MÜNCHEN - Im Rahmen von Clean Sky verantwortet MTU Aero Engines einen von fünf Triebwerksdemonstratoren. Der Münchener Triebwerkshersteller gewährte dem aero.de-Partnermagazin flugrevue.de exklusive Einblicke in die erprobten Zukunftstechnologien.

MTU-Triebwerksdemonstrator
MTU hat in München einen Triebwerksdemonstrator auf Basis eines PW1500G erprobt, © MTU

Noch bevor die erste Generation des Getriebefans von Pratt & Whitney Anfang 2016 auf den Markt kam, machten sich Ingenieure bei Partner MTU Aero Engines schon Gedanken darüber, wie sich die Triebwerksfamilie weiter verbessern lässt. Dazu fanden im Rahmen des europäischen Forschungsprogramms Clean Sky von Oktober bis Dezember 2015 in München Tests statt.

Der Triebwerksdemonstrator mit dem Namen SAGE 4 (Sustainable and Green Engines, nachhaltige und grüne Triebwerke) basiert auf dem PW1500G, das in der Bombardier CSeries zum Einsatz kommt, und wurde von Pratt & Whitney zur Verfügung gestellt. Nun hat MTU die Testergebnisse ausgewertet und für www.flugrevue.de exklusiv die erprobten Technologien erklärt.

Das Ziel von SAGE 4 ist ambitioniert: Der spezifische Treibstoffverbrauch soll noch einmal deutlich reduziert werden. Im Vergleich zum Referenz-Triebwerk IAE V2500 des Airbus A320 verbraucht das im Januar 2016 beim Airbus A320neo eingeführte PW1100G-JM bereits 16 Prozent weniger Kerosin. "Wir streben an, bis 2030 -25 Prozent zu erreichen", sagt Dr. Joachim Wulf, Chefingenieur Technologiedemonstratoren bei MTU. Kurzfristig soll der Treibstoffverbrauch um zwei bis drei Prozent reduziert werden.

Dafür hat der Münchener Triebwerkshersteller seit 2008 eine Reihe neuer Technologien entwickelt, die den Hochdruckverdichter und die schnelllaufende Niederdruckturbine noch effizienter machen sollen. Für beide Komponenten ist MTU bei der Getriebefan-Familie des US-Herstellers verantwortlich. Stellschrauben sehen die Ingenieure vor allem bei hitzebeständigen Materialien, neuen Herstellungsverfahren und Designanpassungen.

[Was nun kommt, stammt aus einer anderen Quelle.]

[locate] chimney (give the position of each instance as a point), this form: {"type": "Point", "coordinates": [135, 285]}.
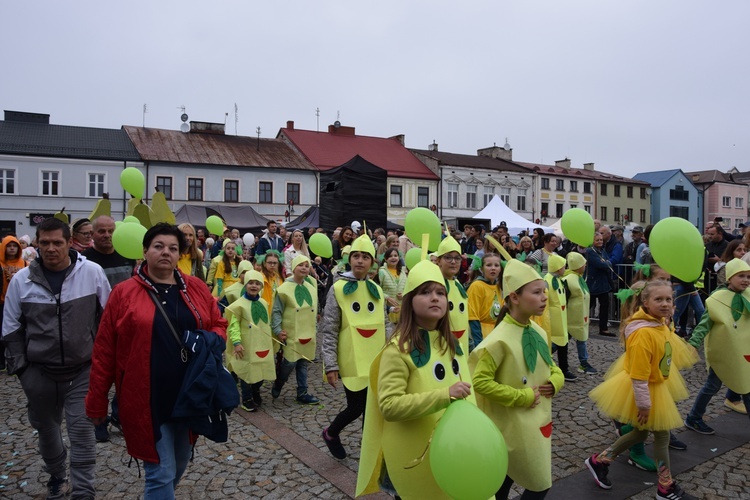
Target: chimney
{"type": "Point", "coordinates": [563, 163]}
{"type": "Point", "coordinates": [24, 117]}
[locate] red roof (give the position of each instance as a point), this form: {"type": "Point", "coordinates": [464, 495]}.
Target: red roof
{"type": "Point", "coordinates": [331, 149]}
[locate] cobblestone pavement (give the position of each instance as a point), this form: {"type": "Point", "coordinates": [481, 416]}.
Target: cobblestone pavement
{"type": "Point", "coordinates": [278, 453]}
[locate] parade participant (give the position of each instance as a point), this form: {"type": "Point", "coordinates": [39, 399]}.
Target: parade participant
{"type": "Point", "coordinates": [515, 378]}
{"type": "Point", "coordinates": [250, 347]}
{"type": "Point", "coordinates": [293, 320]}
{"type": "Point", "coordinates": [412, 381]}
{"type": "Point", "coordinates": [578, 304]}
{"type": "Point", "coordinates": [353, 330]}
{"type": "Point", "coordinates": [485, 299]}
{"type": "Point", "coordinates": [641, 393]}
{"type": "Point", "coordinates": [725, 326]}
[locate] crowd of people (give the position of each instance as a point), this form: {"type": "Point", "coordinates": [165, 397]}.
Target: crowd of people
{"type": "Point", "coordinates": [479, 319]}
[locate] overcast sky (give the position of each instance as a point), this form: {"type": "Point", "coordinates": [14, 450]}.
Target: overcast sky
{"type": "Point", "coordinates": [636, 85]}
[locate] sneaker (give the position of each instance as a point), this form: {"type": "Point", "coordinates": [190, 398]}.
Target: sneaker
{"type": "Point", "coordinates": [738, 406]}
{"type": "Point", "coordinates": [307, 399]}
{"type": "Point", "coordinates": [675, 443]}
{"type": "Point", "coordinates": [599, 471]}
{"type": "Point", "coordinates": [57, 487]}
{"type": "Point", "coordinates": [698, 426]}
{"type": "Point", "coordinates": [249, 405]}
{"type": "Point", "coordinates": [674, 492]}
{"type": "Point", "coordinates": [334, 445]}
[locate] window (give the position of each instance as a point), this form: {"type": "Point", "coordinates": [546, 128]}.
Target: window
{"type": "Point", "coordinates": [396, 192]}
{"type": "Point", "coordinates": [195, 189]}
{"type": "Point", "coordinates": [231, 191]}
{"type": "Point", "coordinates": [423, 197]}
{"type": "Point", "coordinates": [265, 192]}
{"type": "Point", "coordinates": [452, 195]}
{"type": "Point", "coordinates": [505, 195]}
{"type": "Point", "coordinates": [165, 186]}
{"type": "Point", "coordinates": [679, 193]}
{"type": "Point", "coordinates": [292, 192]}
{"type": "Point", "coordinates": [471, 196]}
{"type": "Point", "coordinates": [489, 193]}
{"type": "Point", "coordinates": [50, 183]}
{"type": "Point", "coordinates": [521, 200]}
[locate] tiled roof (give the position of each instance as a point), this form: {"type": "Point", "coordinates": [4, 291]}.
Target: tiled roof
{"type": "Point", "coordinates": [42, 139]}
{"type": "Point", "coordinates": [173, 146]}
{"type": "Point", "coordinates": [329, 150]}
{"type": "Point", "coordinates": [472, 161]}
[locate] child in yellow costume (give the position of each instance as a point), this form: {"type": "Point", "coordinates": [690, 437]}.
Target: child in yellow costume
{"type": "Point", "coordinates": [725, 326]}
{"type": "Point", "coordinates": [640, 393]}
{"type": "Point", "coordinates": [412, 381]}
{"type": "Point", "coordinates": [578, 305]}
{"type": "Point", "coordinates": [250, 347]}
{"type": "Point", "coordinates": [293, 321]}
{"type": "Point", "coordinates": [353, 331]}
{"type": "Point", "coordinates": [485, 299]}
{"type": "Point", "coordinates": [515, 378]}
{"type": "Point", "coordinates": [449, 261]}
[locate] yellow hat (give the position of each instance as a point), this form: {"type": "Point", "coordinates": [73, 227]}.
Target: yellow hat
{"type": "Point", "coordinates": [448, 245]}
{"type": "Point", "coordinates": [555, 263]}
{"type": "Point", "coordinates": [517, 274]}
{"type": "Point", "coordinates": [364, 244]}
{"type": "Point", "coordinates": [299, 259]}
{"type": "Point", "coordinates": [576, 261]}
{"type": "Point", "coordinates": [735, 266]}
{"type": "Point", "coordinates": [423, 272]}
{"type": "Point", "coordinates": [253, 275]}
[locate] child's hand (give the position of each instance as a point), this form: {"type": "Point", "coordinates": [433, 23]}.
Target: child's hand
{"type": "Point", "coordinates": [459, 390]}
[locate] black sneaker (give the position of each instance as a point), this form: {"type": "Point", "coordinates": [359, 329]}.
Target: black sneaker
{"type": "Point", "coordinates": [699, 426]}
{"type": "Point", "coordinates": [334, 445]}
{"type": "Point", "coordinates": [599, 470]}
{"type": "Point", "coordinates": [57, 487]}
{"type": "Point", "coordinates": [675, 443]}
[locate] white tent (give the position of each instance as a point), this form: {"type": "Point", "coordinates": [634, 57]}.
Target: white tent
{"type": "Point", "coordinates": [498, 212]}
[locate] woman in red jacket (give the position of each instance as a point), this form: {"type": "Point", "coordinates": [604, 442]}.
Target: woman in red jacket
{"type": "Point", "coordinates": [136, 350]}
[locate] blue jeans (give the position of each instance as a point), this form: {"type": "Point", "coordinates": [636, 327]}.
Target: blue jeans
{"type": "Point", "coordinates": [709, 389]}
{"type": "Point", "coordinates": [174, 450]}
{"type": "Point", "coordinates": [682, 301]}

Versuche mit 3D-gedruckten Dichtungsträgern

Im Hochdruckverdichter von SAGE 4 wurden beispielsweise verschiedene Dichtungstechnologien erprobt, darunter Dichtungsträger aus hochtemperaturfestem, kohlefaserverstärktem Kunststoff mit Teflonschaum. "Sie halten rund 100 Grad Celsius mehr aus als die bisher im Verdichterbereich eingesetzten Kunststoffe", sagt Wulf. Gleichzeitig seien sie leichter und teilweise sogar günstiger in der Fertigung. "Die Tests waren sehr erfolgreich. Wir haben die Dichtungsträger anschließend auf Risse und interne Beschädigungen geprüft und keine negativen Erkenntnisse gewonnen", so Wulf.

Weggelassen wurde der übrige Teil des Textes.